Growing Older in Waushara County – A Study in Aging in Rural Wisconsin
$9,625 to WAUSHARA COUNTY FOOD PANTRY, INC
“Growing Older in Waushara County” is a community awareness project to highlight the challenges and benefits of growing older in a rural area where a quarter of the population is over the age of 65. With support from Wisconsin Humanities, the project director will talk with older adults and community leaders throughout the spring of 2022. Community forums about the issues and how to respond will be based on this initial research phase.
Sadly, this organization had to cancel the grant due to circumstances beyond its control.
Mini Grants Awarded in 2022
Sharing the Unique History of Big Top Chautauqua
$2,000 to LAKE SUPERIOR BIG TOP CHAUTAUQUA
Since 1986, Big Top Chautauqua has presented between 40 and 60 events each summer in Wisconsin's sparsely populated Northwoods. A grant from Wisconsin Humanities goes to help share the history of this unique and popular performance space. They will create interpretive panels and displays for a newly renovated event space and organizational facility.

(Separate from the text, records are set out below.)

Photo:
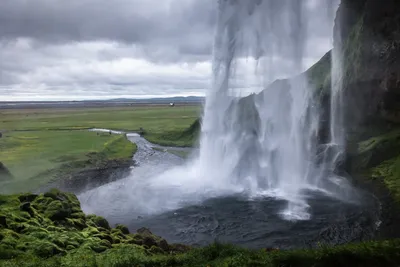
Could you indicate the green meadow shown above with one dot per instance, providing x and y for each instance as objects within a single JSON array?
[{"x": 41, "y": 145}]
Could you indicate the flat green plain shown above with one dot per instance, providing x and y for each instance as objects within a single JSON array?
[{"x": 39, "y": 145}]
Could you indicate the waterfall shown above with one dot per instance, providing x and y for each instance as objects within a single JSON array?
[{"x": 265, "y": 143}]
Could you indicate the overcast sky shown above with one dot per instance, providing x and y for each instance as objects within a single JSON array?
[{"x": 100, "y": 49}]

Opera Industry Experts Teach and Coach Kenosha Opera Festival Fellows
$2,000 to KENOSHA OPERA FESTIVAL
The Kenosha Opera Festival Fellowship Program is providing a unique opportunity for four Wisconsin-based performers to learn from an experienced professional. A grant from Wisconsin Humanities supports the fellows' program, which explores the historical and cultural traditions of the opera, and how modern performers create artistic interpretations for general audiences.
Bias Inside Us Exhibit
$2,000 to CONFLUENCE COUNCIL, INC
"The Bias Inside Us” is an exhibition and community engagement project that explores the social science, psychology, and consequences of implicit bias and invites people to challenge bias in the world through self-awareness. A grant from Wisconsin Humanities supports the collaboration between Pablo Center at the Confluence, the University of Wisconsin - Eau Claire, and the Eau Claire Area School District to advance diversity, equity, and inclusion in the Chippewa Valley. The traveling exhibit, produced by the Smithsonian Institution, focuses on civic learning and democratic engagement to affirm and elevate the experiences of people from all backgrounds and cultures. This project meets our focus on race and ethnicity.

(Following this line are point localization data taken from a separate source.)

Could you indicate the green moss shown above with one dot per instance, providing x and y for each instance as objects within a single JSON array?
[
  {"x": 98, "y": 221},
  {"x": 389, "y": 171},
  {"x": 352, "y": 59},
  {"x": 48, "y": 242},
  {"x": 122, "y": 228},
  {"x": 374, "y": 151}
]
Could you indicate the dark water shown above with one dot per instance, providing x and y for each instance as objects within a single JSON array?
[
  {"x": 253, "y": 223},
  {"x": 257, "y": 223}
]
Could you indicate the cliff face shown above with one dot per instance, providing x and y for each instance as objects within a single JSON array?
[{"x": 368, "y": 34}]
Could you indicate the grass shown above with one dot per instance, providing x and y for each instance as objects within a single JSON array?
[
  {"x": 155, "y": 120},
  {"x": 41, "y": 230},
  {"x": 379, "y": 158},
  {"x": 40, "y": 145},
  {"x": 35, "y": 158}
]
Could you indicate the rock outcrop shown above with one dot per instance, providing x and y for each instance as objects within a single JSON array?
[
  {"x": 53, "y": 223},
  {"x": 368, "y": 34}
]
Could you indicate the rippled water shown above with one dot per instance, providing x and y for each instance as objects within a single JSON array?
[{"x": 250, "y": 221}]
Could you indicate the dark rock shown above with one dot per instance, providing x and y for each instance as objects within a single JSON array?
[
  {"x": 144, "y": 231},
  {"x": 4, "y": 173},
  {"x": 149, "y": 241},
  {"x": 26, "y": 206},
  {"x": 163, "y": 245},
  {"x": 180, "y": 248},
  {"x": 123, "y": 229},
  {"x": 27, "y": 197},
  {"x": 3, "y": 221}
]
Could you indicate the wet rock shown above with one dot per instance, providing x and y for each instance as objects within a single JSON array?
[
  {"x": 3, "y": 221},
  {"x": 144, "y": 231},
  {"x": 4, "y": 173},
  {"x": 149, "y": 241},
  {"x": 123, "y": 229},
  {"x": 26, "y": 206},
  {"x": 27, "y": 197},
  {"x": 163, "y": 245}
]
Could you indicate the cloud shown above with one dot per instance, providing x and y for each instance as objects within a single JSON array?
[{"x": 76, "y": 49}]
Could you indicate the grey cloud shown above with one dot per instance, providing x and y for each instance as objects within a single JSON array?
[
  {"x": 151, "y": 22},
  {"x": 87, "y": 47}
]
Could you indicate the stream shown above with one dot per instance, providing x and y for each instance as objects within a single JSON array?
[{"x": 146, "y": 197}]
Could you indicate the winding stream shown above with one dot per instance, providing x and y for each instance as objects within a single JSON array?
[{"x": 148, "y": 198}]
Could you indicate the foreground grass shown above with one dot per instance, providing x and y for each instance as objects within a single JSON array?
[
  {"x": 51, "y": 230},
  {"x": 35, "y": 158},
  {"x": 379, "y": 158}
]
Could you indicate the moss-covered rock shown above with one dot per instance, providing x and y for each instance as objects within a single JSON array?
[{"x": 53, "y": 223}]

A Day in the Life Photo Essay: Wisconsin School Nurses and the COVID-19 Pandemic
$1,993 to WISCONSIN NURSES ASSOCIATION
The goal of this project is to celebrate the history of school nursing and honor the role that school nurses have played to support the health and education of students during the COVID-19 pandemic. Through images and words, this exhibit will provide the public with a better understanding of the physical and emotional toll the pandemic has had on medical professionals. This grant supports the collection of photos and interviews to create a rich portrait of the public health workers who keep our communities healthy and safe.